Aleksandr interviewed them personally, scowling at Jaide like a moody lion from the other side of a metal desk. His office was a tent within the main tent. The entire space had been divided into many different sections. Through the flimsy canvas walls Jaide could hear hammering and Wardens shouting orders. There was a lot going on at a rapid, frenzied pace.

“Why are you here?” Aleksandr asked them.

“Like I told the guy outside,” Jaide said, “we want to help you get rid of The Evil. And you need all the help you can get, right? It’s not going to be easy.”

“We need Wardens, not troubletwisters.” His scowl deepened until his eyes practically disappeared into his eyebrows. “You are not disciplined enough. Have you forgotten what happened during the Grand Gathering?”
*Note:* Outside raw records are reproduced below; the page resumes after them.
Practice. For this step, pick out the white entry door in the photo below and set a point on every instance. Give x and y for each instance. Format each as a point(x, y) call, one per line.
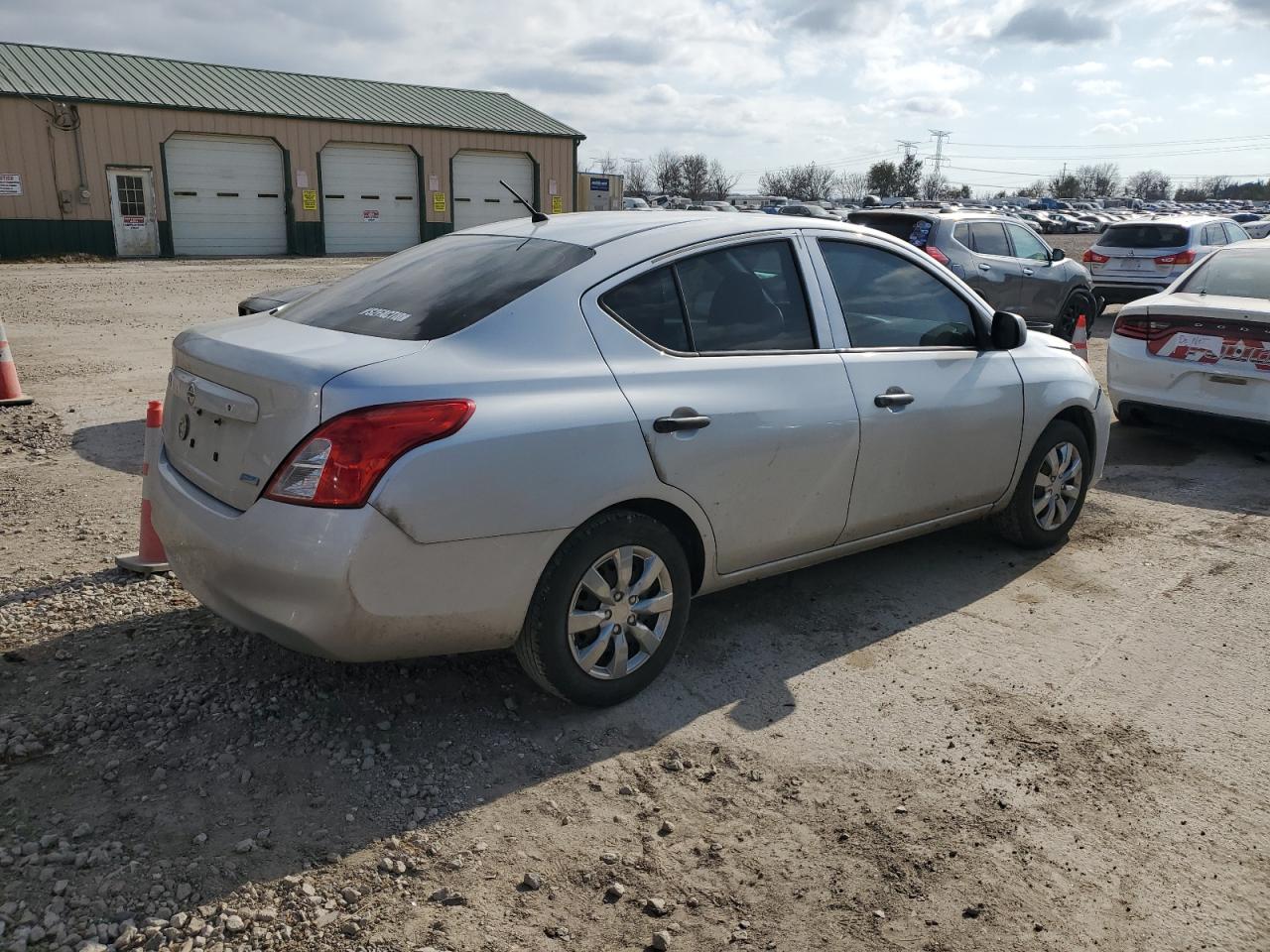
point(370, 198)
point(477, 195)
point(132, 211)
point(227, 195)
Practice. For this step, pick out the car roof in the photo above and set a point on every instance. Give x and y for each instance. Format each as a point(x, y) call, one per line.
point(594, 229)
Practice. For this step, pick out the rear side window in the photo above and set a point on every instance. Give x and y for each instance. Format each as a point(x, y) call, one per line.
point(1144, 235)
point(888, 301)
point(439, 287)
point(989, 239)
point(746, 298)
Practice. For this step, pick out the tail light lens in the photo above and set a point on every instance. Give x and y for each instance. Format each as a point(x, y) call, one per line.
point(339, 462)
point(1142, 327)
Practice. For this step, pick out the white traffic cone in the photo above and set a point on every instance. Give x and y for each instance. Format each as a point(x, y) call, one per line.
point(1080, 339)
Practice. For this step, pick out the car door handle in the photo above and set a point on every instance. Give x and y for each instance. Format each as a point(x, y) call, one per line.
point(677, 424)
point(894, 397)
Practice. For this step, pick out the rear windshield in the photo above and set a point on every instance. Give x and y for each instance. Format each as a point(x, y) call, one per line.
point(439, 287)
point(912, 229)
point(1143, 235)
point(1232, 275)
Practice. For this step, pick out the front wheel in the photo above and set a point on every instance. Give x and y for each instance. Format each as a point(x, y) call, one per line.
point(608, 612)
point(1051, 492)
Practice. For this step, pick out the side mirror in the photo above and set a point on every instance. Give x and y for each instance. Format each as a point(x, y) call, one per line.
point(1008, 330)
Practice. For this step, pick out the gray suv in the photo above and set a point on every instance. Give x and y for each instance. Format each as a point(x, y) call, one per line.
point(1002, 259)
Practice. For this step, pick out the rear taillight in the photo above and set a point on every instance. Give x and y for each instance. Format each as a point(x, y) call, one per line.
point(1142, 327)
point(339, 462)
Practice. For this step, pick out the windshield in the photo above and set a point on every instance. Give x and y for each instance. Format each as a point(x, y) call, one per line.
point(1232, 276)
point(1143, 235)
point(439, 287)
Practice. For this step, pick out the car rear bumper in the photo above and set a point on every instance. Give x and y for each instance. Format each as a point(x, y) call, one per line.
point(344, 584)
point(1137, 379)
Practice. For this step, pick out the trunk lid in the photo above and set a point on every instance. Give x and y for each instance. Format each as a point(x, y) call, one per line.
point(1220, 336)
point(243, 393)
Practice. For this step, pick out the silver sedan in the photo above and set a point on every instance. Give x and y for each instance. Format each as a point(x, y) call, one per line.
point(553, 435)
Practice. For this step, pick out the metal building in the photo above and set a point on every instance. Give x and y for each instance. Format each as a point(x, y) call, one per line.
point(128, 155)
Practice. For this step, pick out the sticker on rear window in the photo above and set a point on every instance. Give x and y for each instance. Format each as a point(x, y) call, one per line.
point(385, 313)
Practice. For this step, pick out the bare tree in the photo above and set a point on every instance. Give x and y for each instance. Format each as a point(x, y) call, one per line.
point(695, 169)
point(1150, 184)
point(667, 173)
point(635, 179)
point(849, 185)
point(720, 181)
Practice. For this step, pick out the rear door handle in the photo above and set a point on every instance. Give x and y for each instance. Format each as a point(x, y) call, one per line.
point(894, 397)
point(677, 424)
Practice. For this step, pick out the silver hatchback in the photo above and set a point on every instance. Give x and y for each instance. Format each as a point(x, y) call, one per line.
point(553, 435)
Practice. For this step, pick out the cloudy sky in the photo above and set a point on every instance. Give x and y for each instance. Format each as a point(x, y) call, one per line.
point(1023, 85)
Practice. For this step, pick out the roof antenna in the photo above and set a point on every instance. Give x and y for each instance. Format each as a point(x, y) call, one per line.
point(535, 214)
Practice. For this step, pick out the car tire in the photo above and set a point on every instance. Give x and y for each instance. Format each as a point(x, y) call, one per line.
point(567, 662)
point(1076, 303)
point(1032, 518)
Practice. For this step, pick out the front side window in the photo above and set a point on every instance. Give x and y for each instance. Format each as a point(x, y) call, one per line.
point(989, 239)
point(1026, 244)
point(888, 301)
point(746, 298)
point(439, 287)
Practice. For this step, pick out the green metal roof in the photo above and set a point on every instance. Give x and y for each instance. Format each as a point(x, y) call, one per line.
point(93, 76)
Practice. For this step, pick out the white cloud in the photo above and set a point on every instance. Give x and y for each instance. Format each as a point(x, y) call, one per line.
point(1083, 68)
point(1100, 87)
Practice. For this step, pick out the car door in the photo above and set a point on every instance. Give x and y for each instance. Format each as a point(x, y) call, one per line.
point(992, 272)
point(1042, 287)
point(742, 399)
point(940, 412)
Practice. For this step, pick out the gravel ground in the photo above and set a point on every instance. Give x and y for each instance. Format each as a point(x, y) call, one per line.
point(943, 746)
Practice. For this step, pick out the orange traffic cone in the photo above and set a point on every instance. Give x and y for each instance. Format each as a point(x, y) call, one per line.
point(1080, 339)
point(10, 390)
point(150, 556)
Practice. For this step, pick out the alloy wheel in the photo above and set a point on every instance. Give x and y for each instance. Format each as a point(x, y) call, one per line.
point(620, 612)
point(1057, 486)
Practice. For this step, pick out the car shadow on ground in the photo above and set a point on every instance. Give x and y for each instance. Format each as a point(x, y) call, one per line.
point(116, 445)
point(169, 725)
point(1178, 462)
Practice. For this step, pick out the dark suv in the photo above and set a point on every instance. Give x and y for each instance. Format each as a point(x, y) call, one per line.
point(1002, 259)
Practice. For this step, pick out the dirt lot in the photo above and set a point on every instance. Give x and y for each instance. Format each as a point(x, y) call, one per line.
point(943, 746)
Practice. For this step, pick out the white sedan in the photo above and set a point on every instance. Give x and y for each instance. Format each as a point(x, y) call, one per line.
point(1202, 345)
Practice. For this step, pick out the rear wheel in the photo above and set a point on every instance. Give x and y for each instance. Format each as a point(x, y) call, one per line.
point(1079, 302)
point(1051, 492)
point(608, 612)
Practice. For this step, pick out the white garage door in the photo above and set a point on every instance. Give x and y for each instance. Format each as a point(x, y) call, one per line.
point(477, 195)
point(226, 195)
point(370, 198)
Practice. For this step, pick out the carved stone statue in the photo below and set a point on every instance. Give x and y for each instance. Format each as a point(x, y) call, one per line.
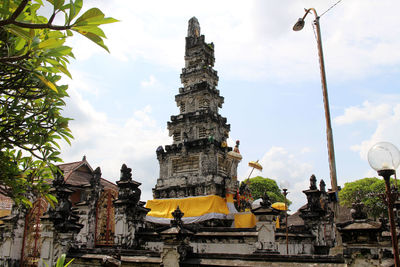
point(194, 28)
point(313, 182)
point(126, 173)
point(322, 186)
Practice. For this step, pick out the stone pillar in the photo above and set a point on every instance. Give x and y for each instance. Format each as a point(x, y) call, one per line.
point(318, 218)
point(60, 225)
point(175, 241)
point(129, 210)
point(86, 210)
point(12, 238)
point(266, 216)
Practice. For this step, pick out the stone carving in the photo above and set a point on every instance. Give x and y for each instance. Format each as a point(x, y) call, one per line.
point(322, 186)
point(126, 173)
point(177, 221)
point(357, 211)
point(266, 202)
point(65, 219)
point(195, 164)
point(313, 182)
point(129, 210)
point(194, 28)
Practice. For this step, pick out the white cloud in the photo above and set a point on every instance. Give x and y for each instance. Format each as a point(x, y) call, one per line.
point(287, 170)
point(109, 144)
point(388, 129)
point(256, 41)
point(150, 82)
point(367, 112)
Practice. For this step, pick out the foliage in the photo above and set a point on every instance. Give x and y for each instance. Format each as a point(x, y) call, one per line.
point(369, 191)
point(32, 59)
point(259, 185)
point(60, 261)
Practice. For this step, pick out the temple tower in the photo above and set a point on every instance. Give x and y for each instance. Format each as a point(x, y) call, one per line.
point(197, 162)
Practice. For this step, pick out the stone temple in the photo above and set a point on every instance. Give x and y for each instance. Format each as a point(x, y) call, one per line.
point(197, 163)
point(99, 223)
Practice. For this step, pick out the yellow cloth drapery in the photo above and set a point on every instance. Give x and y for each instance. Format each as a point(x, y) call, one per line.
point(190, 206)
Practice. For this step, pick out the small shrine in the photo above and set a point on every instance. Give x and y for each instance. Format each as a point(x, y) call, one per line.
point(198, 163)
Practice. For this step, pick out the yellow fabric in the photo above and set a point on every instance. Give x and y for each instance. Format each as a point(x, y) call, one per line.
point(279, 206)
point(229, 198)
point(245, 220)
point(191, 206)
“No, but you see, here’s the thing.” Jaide had known that he would bring up the Grand Gathering, and she hadn’t known how to handle that until the conversation with Stefano on the way there. “You don’t need me to be disciplined, because you’ve got Stefano here. He’s a year older than me and a lot more disciplined. And he’s a lightning wielder, too. And he’s got a Gift that can take my strength into him. All I have to do is be there and he can do all the work.”

“Hmmm.” Aleksandr made a steeple out of his fingers. “That is an interesting suggestion. You have been training under Hector Shield, Stefano, is that correct?”

Stefano jumped a little at Jaide’s side.

“Yes, sir.”

“And it is true that you have this Gift of which Jaide speaks?”

“Yes, sir, it is. I mean, I do.”

He shot Jaide a look, as though she had betrayed a confidence. She just shrugged. He hadn’t said it was a secret, and besides, lives were at stake.